I cannot even begin to tell you how blessed I have been through this entire process. I often look at my husband in wonder. How am I so lucky that God created this man for me? He is one of those loving, caring men I have ever known. He has been so unbelievably supportive through this entire process. And what a daddy! My son adores his daddy. One of my earliest memories of my son was of my husband cuddling and loving on him. I had a long, difficult labor, so I spent much of the next day completely out of it. I remember waking up and seeing my husband in the chair in the corner whispering to and rocking Little Man. It filled my heart with joy. I have never had any reservations whatsoever about my husband as a father, as a man, or as my love. I tell him all the time that I feel so blessed that God chose to make him for me.
When we decided to move here, we had no idea what was in store for us. Looking back now, I can see very clearly that God led us here, to this place, and him to this job. We attend the most amazing church. I cannot tell you how faithful, loving, caring, etc. our church family has been in this time of crisis. The community as a whole has stepped up in so many ways. One friend put together a yoga fundraiser for me, and another is planning a photography fundraiser. (Stay tuned!) Beyond my “local network” people all over have been so generous. Two separate knitters put together “healing” pieces for me (a blanket and a shawl), where they prayed over me as they knitted. Another is working some awesome hats for me for when my hair falls out. A family friend is taking care of all of our yard work without letting us pay him. It’s a simple way to take a load off my husband.

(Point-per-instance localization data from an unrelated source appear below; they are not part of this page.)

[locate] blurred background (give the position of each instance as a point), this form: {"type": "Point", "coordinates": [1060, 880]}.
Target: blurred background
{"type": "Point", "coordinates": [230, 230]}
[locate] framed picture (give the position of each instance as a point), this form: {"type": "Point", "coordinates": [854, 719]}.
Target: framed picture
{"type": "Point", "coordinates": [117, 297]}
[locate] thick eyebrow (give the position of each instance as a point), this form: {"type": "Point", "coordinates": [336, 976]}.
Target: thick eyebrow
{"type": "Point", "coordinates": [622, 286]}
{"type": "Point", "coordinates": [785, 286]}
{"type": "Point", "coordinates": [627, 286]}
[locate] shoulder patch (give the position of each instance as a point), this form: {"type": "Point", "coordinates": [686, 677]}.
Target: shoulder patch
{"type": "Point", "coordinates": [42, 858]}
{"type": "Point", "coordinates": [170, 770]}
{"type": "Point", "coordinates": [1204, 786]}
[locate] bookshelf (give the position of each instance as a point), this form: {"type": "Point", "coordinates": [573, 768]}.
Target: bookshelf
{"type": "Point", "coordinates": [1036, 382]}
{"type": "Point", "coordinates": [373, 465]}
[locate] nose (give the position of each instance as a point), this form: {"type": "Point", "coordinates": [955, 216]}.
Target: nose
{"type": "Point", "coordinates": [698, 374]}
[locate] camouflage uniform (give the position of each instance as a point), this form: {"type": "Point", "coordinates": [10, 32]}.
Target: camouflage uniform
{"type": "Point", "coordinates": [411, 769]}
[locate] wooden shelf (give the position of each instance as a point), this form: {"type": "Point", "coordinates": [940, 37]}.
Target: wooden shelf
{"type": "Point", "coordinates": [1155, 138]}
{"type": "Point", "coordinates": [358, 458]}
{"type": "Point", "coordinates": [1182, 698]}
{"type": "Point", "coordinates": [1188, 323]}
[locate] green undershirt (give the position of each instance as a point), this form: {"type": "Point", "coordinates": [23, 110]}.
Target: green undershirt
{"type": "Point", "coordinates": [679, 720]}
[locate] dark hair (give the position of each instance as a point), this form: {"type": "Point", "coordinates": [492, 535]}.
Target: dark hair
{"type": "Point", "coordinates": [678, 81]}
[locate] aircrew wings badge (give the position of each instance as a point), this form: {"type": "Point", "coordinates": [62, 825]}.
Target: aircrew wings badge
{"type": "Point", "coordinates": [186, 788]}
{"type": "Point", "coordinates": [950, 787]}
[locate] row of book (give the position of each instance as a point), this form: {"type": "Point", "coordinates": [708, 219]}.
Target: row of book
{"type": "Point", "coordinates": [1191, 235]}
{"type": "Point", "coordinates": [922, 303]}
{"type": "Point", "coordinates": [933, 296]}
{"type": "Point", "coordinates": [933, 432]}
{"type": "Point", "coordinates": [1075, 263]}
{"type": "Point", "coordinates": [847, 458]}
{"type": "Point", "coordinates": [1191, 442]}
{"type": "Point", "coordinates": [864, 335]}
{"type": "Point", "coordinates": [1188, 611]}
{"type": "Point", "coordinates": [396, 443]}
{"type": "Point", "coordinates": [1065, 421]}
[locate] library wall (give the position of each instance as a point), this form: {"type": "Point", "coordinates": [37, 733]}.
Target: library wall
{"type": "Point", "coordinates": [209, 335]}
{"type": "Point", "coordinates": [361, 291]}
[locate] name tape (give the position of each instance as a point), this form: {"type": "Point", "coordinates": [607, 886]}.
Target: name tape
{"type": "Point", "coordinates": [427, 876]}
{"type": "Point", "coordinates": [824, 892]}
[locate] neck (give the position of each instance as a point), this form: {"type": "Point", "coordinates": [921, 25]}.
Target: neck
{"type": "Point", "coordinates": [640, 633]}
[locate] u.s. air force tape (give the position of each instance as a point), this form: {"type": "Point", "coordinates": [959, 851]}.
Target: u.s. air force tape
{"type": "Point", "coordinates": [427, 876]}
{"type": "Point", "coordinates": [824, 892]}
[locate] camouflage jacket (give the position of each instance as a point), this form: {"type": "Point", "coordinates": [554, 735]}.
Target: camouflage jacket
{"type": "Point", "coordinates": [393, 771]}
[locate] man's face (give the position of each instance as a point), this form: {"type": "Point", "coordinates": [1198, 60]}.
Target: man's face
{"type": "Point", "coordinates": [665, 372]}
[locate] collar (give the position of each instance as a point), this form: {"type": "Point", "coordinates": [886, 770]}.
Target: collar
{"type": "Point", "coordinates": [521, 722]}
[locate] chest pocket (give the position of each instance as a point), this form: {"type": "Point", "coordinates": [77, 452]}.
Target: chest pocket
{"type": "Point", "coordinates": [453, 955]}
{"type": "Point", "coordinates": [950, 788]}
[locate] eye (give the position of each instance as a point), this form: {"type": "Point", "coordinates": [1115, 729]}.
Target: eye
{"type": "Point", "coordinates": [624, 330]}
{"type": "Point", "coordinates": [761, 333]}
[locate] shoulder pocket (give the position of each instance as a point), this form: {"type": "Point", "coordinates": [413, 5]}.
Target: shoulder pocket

Before we ever went to MD Anderson, someone who attended church with us years ago sent my parents all sorts of information that has been immensely helpful. Our parents, grandparents, brothers, sisters, and their significant others have gone so above and beyond. Cousins and aunts and uncles too. My husband’s family let one or both of us stay with them during my surgery and on trips to Houston if I can’t get into the hotel. I continue to be amazed at the amount of people who are helping us financially or physically. I am woefully behind on thank-you notes, but I am doing what I can. Neighbors, church members, family, even people I don’t really know(!) have volunteered to help or already helped out. I have a long list of people willing to drive me back and forth to chemo and even one friend who offered to meet my family halfway when I have to go to Atlanta! Some people have volunteered to bring meals over, and some of my friends who have recently had babies have agreed to let me cuddle their little ones, which makes me insanely happy. (Just cuz I can’t have any more doesn’t mean I don’t still have baby fever!)
Speaking of that, I recently received an e-mail from one of the ministries our church has. It is an infertility group. I don’t talk a lot about it (I might one day, but I just don’t know what to say right now), but I do grieve my loss of fertility. One of my best friends pointed out when I couldn’t put words to it that I was upset that cancer took the choice from me. And that’s true. I no longer have the option to choose to have more children. So I feel really excited about joining this group of other Christian women who understand infertility, even if it is secondary. I have also started attending a lot more women’s events at church and spending time with some really amazing women. I definitely feel like I am more blessed than any person has a right to be, in spite of (or maybe even because of) my cancer. After all, if this had never happened to me, I would never have experienced all the love God wanted me to experience through those around me. And this is what I will choose to focus on.